Writing SQL That Wows the Interviewer

1 min read

Your Guide to Advanced SQL

Once an interviewer knows you can write a basic JOIN, they'll want to see how you handle real business problems. 'Find the top 3 highest-paid employees in each department' or 'Calculate the running total of sales for each day.'

Trying to solve these with basic GROUP BY queries is either impossible or leads to a horribly complex and slow query.

This is where advanced SQL comes in. Knowing these two concepts will instantly set you apart:

Window Functions (PARTITION BY): These are the magic bullet. They let you perform aggregate calculations (like SUM, AVG, RANK) without collapsing your rows.
Common Table Expressions (CTEs): These let you break down a complex, unreadable query with 10 nested subqueries into clean, logical, step-by-step 'temporary' tables.

This cluster will teach you how to use these tools to write clean, powerful, and impressive SQL.

Window Functions: `ROW_NUMBER()`, `RANK()`, `PARTITION BY`

Interview Question: 'How would you find the top 3 salaries per department?'

This is the classic window function question. A GROUP BY can't solve this because it would collapse all the employee rows.

Answer: 'I would use a Window Function like ROW_NUMBER(), using PARTITION BY to restart the ranking for each department.'

A window function performs a calculation across a 'window' of rows related to the current row. The OVER (PARTITION BY ...) clause defines that window.

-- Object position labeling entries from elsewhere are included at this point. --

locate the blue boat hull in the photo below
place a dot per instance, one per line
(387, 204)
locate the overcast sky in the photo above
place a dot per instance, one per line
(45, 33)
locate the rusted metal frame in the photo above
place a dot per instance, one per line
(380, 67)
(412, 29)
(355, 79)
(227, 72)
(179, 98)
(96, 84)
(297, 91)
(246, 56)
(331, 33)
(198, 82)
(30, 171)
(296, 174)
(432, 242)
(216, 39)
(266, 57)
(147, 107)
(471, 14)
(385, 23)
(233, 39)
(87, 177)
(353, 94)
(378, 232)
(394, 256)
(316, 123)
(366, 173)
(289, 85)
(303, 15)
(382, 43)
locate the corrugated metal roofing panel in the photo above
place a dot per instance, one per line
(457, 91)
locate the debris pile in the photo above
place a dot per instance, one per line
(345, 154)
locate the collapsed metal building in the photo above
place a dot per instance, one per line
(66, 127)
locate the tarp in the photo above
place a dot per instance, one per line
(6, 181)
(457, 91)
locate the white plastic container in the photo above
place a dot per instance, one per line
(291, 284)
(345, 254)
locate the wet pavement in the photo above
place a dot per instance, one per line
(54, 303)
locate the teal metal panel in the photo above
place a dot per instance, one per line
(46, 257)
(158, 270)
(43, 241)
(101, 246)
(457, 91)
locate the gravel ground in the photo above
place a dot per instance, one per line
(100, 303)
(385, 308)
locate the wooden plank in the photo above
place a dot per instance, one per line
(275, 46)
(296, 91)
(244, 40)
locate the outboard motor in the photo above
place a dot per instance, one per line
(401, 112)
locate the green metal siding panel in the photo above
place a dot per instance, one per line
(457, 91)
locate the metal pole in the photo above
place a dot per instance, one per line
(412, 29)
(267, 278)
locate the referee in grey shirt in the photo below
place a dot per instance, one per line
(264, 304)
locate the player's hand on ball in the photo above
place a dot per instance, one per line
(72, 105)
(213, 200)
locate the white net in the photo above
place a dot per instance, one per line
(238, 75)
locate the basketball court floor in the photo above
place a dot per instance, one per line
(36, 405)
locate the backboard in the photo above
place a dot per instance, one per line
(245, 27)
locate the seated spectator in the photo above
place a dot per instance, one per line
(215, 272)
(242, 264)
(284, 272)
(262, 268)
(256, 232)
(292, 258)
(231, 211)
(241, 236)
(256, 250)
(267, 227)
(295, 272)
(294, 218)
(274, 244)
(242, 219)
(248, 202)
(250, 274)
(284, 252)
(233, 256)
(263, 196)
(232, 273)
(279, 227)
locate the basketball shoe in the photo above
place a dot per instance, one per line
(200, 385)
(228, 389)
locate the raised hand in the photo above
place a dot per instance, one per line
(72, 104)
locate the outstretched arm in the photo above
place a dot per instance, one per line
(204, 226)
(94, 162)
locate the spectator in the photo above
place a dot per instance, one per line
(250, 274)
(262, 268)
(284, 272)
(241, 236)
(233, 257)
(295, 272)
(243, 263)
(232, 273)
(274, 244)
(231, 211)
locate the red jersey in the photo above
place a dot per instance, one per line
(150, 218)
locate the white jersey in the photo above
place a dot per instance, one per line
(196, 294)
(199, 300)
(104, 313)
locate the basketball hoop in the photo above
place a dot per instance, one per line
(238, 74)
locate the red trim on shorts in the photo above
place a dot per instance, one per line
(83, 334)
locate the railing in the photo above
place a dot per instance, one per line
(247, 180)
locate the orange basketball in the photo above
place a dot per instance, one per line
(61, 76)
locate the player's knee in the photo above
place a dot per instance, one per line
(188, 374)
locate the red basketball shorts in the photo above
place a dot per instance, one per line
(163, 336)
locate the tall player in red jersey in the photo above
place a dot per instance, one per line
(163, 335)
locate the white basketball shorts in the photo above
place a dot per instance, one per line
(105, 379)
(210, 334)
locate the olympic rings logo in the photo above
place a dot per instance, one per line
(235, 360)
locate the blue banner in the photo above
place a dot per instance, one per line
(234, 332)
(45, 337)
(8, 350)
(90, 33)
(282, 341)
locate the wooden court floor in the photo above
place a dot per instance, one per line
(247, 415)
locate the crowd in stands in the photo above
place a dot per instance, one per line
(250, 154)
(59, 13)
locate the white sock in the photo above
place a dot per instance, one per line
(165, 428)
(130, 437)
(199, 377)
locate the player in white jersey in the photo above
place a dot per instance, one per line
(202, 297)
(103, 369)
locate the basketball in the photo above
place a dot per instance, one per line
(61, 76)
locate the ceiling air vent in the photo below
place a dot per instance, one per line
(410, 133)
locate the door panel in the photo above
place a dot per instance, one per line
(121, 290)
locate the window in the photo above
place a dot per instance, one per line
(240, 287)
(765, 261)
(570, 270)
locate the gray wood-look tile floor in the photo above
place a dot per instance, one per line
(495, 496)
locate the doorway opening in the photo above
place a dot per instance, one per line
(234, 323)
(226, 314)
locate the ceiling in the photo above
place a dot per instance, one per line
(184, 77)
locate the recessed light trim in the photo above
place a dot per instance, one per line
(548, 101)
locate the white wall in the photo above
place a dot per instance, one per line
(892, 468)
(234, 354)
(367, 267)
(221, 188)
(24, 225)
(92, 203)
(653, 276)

Code Example: Solving the Problem

The Data (Employees Table):

| Name | Department | Salary | |---|---|---| | Alice | Sales | 90000 | | Bob | Sales | 85000 | | Carol | Sales | 80000 | | David | Sales | 75000 | | Eve | HR | 70000 | | Frank | HR | 65000 | | Grace | HR | 60000 |

First, we write a query to 'rank' the employees. We'll use a CTE to make it readable.

WITH RankedSalaries AS (
  SELECT 
    Name,
    Department,
    Salary,
    -- This is the window function:
    ROW_NUMBER() OVER(PARTITION BY Department ORDER BY Salary DESC) AS RankNum
  FROM Employees
)
-- 'RankedSalaries' is a temporary result that looks like:
-- Name | Department | Salary | RankNum
-- Alice | Sales | 90000 | 1
-- Bob | Sales | 85000 | 2
-- Carol | Sales | 80000 | 3
-- David | Sales | 75000 | 4
-- Eve | HR | 70000 | 1  (Notice the rank restarted for HR)
-- Frank | HR | 65000 | 2
-- Grace | HR | 60000 | 3

-- Now, we just select from our ranked results:
SELECT Name, Department, Salary, RankNum
FROM RankedSalaries
WHERE RankNum <= 3;

The Result: Alice, Bob, Carol, Eve, Frank, and Grace are returned. David (rank 4) is filtered out. This is a clean, powerful solution.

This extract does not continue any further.